Knowledge distillation is normally used to compress a big network, or teacher, onto a smaller one, the student, by training it to match its outputs. Recently, some works have shown that robustness against adversarial attacks can also be distilled effectively to achieve good rates of robustness on mobile-friendly models. In this work, however, we take a different point of view, and show that knowledge distillation can be used directly to boost the performance of state-of-the-art models in adversarial robustness. In this sense, we present a thorough analysis and provide general guidelines to distill knowledge from a robust teacher and boost the clean and adversarial performance of a student model even further. To that end, we present Adversarial Knowledge Distillation (AKD), a new framework to improve a model’s robust performance, consisting on adversarially training a student on a mixture of the original labels and the teacher outputs.

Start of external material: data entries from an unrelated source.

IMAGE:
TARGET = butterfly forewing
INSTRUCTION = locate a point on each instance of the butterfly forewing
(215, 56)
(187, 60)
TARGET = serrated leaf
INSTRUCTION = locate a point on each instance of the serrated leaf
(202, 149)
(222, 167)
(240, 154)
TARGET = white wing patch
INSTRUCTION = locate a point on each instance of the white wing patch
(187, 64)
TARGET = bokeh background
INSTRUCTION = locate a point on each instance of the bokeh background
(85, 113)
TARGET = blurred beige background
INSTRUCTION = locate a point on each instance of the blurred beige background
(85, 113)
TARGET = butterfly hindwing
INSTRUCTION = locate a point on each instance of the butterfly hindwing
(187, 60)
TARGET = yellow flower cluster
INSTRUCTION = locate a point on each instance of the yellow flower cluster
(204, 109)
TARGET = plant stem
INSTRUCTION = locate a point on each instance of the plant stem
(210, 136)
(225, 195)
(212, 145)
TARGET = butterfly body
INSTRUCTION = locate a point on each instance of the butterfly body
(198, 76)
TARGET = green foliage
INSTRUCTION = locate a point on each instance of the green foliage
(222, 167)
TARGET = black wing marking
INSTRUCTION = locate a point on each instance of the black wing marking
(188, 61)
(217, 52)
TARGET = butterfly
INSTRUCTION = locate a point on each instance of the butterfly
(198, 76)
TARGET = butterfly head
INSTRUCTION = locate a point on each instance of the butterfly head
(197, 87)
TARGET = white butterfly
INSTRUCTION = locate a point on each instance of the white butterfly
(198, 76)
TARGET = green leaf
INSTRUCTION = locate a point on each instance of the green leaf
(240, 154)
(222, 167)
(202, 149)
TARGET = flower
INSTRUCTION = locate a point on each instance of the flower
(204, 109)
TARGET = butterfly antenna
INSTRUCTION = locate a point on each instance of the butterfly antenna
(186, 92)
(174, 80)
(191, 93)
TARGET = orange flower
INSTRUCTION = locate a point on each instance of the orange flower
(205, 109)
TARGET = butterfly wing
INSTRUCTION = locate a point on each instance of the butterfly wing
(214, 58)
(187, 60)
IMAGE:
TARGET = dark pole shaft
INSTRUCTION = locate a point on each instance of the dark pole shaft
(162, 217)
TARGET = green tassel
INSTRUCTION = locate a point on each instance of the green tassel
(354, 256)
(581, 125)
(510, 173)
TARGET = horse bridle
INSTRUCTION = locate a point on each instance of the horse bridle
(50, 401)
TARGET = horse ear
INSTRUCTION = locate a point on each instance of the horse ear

Through carefully controlled ablation studies, we show that using early-stopping, model ensembles and weak adversarial training are key techniques to maximize performance of the student, and show that these insights generalize across different robust distillation techniques. Finally, we provide insights on the effect of robust knowledge distillation on the dynamics of the student network, and show that AKD mostly improves the calibration of the network and modify its training dynamics on samples that the model finds difficult to learn, or even memorize.